L'IVG EN DÉBAT
Tandis qu’une frange de la société milite pour des avancées en la matière, une autre s’arc-boute sur le statu quo, invoquant les traditions du pays et la religion. Pour JA, deux personnalités aux opinions divergentes, ont accepté d’en débattre
Dans un pays musulman à 90 % et religieux à 99,99 %, l’interruption volontaire de grossesse a-t-elle sa place ? Depuis plusieurs mois, la question de l’avortement thérapeutique fait débat. « Jeune Afrique » a réuni les représentants d’une association féministe et d’une association islamique pour confronter leurs points de vue.

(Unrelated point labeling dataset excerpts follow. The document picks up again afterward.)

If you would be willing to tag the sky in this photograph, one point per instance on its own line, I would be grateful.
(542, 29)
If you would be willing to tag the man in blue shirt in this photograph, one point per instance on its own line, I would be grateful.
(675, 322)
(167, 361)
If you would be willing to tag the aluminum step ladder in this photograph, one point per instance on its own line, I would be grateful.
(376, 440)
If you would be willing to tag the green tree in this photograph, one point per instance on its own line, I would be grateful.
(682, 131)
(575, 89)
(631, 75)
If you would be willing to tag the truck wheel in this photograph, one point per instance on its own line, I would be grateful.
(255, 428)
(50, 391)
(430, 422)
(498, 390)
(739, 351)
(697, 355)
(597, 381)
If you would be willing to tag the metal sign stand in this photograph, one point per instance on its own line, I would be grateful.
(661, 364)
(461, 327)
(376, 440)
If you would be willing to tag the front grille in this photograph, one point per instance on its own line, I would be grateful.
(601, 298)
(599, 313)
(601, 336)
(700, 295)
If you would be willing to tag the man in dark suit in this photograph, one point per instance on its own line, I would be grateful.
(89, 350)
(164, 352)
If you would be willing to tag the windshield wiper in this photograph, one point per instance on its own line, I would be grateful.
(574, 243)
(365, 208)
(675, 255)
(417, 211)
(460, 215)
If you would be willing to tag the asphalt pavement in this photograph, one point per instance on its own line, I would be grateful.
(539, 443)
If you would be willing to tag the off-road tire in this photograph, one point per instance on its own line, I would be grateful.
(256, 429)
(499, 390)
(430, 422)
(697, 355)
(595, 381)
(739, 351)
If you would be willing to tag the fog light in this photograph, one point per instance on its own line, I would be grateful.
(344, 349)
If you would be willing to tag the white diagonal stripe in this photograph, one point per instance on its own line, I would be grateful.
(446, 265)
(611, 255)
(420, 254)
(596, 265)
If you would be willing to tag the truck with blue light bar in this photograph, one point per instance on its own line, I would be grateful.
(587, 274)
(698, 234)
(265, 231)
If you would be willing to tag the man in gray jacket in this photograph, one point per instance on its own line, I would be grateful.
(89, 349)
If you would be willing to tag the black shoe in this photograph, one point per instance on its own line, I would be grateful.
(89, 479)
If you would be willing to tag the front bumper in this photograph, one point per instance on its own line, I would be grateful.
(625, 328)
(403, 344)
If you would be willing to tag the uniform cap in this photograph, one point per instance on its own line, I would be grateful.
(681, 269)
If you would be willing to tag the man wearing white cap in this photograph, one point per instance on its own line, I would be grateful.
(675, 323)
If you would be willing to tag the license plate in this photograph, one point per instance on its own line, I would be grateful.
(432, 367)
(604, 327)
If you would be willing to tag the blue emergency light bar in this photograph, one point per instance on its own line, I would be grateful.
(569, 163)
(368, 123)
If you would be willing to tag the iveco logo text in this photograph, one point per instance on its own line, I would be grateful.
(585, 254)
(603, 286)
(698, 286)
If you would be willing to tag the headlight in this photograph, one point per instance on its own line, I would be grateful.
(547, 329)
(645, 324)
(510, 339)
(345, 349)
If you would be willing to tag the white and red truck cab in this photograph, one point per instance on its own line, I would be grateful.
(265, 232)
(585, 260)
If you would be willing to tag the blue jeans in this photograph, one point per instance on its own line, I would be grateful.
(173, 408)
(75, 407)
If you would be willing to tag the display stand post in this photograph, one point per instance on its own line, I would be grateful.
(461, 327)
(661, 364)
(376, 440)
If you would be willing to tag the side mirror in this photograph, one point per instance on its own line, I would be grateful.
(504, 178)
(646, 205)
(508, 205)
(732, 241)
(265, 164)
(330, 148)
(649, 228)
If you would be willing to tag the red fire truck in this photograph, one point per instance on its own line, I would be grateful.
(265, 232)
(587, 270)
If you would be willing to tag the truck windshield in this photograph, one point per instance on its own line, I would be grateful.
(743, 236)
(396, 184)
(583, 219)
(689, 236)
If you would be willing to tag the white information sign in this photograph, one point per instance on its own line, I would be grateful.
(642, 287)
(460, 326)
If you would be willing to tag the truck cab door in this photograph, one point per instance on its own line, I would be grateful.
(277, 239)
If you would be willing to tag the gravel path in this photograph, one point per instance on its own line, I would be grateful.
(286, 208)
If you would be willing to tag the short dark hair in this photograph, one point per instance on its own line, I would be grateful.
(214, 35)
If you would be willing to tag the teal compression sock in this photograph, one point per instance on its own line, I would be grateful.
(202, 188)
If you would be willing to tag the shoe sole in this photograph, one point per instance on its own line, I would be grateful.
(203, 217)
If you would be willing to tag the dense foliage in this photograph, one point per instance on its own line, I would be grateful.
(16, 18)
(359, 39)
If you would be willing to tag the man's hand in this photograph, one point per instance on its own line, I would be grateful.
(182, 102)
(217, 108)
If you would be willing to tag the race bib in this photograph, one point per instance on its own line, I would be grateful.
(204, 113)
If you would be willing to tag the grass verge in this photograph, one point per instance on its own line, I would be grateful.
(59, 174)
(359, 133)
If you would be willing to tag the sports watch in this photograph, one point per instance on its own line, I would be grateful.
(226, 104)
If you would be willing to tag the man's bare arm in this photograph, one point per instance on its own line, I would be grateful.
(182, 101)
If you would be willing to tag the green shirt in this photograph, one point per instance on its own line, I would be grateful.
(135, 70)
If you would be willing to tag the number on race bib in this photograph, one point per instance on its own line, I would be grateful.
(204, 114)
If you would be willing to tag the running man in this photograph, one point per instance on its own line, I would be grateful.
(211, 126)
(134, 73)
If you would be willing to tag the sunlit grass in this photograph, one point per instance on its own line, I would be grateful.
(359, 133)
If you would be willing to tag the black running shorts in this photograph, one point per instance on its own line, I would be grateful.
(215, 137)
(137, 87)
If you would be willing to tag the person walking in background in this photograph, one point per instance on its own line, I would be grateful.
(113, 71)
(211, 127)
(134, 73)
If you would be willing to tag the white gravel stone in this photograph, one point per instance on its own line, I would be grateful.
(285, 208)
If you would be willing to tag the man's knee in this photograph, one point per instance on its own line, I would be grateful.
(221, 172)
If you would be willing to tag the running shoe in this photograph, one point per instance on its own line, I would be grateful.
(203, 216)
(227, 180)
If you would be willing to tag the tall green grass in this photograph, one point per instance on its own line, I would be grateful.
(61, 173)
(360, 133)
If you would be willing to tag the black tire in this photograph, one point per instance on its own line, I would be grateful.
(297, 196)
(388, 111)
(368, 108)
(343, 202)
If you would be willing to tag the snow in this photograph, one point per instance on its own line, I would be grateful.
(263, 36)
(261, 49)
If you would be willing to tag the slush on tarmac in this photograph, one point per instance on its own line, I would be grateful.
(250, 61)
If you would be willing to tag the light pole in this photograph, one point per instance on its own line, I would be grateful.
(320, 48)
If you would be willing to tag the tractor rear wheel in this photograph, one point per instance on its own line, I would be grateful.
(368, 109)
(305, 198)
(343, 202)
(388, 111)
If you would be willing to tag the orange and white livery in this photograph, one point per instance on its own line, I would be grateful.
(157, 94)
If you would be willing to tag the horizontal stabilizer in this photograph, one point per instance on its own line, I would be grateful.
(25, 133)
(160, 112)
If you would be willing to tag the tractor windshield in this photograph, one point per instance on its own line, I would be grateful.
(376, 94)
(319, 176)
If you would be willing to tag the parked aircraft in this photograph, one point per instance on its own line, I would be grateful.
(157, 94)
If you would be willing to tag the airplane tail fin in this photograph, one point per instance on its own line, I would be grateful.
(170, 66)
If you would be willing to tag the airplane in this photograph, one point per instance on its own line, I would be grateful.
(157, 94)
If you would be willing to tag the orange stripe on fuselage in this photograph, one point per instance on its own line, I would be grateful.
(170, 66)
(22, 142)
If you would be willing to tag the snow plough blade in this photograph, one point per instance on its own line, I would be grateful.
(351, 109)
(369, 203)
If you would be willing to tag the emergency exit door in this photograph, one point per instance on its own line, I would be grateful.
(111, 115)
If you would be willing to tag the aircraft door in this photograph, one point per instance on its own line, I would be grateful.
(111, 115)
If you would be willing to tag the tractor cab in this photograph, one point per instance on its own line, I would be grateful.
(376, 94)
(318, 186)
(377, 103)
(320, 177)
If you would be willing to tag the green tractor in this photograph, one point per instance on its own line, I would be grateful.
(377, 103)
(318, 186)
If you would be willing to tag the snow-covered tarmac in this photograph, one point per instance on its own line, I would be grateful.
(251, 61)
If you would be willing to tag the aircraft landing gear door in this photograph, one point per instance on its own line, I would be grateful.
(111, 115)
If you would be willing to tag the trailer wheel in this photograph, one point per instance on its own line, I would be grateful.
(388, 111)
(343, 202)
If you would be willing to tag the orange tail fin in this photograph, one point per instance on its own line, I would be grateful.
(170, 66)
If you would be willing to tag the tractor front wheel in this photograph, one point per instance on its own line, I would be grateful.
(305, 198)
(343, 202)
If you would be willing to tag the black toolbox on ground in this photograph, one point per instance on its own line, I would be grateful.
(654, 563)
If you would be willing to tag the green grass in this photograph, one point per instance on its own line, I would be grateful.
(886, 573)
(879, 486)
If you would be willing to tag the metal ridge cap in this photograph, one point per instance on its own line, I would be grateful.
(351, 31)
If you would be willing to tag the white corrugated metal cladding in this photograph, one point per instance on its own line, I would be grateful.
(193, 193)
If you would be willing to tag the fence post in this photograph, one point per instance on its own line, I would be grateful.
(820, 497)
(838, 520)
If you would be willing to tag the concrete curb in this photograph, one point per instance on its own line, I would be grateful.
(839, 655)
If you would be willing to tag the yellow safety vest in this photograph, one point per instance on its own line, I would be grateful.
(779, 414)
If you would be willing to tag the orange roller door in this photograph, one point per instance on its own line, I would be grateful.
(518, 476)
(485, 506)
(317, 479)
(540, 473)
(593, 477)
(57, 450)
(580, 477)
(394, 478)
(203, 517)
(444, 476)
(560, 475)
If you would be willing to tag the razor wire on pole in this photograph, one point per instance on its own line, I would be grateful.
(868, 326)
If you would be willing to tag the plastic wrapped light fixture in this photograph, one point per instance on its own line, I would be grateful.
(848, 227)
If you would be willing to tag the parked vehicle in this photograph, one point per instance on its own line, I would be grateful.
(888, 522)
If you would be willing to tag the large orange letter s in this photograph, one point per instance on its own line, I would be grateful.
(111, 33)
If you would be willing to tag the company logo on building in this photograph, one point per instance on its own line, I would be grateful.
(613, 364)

République laïque d’après la Constitution, mais imprégnée de religion, société moderne où le conservatisme n’a toutefois pas dit son dernier mot, le Sénégal a vu ressurgir au cours des derniers mois le débat sur l’avortement. Et, comme tout sujet touchant aux mœurs, celui-ci a déchaîné les passions. Tandis qu’une frange de la société milite pour des avancées en la matière, une autre s’arc-boute sur le statu quo, invoquant les traditions du pays et la religion. Pour Jeune Afrique, deux personnalités mobilisées sur la question, aux opinions divergentes, ont accepté d’en débattre.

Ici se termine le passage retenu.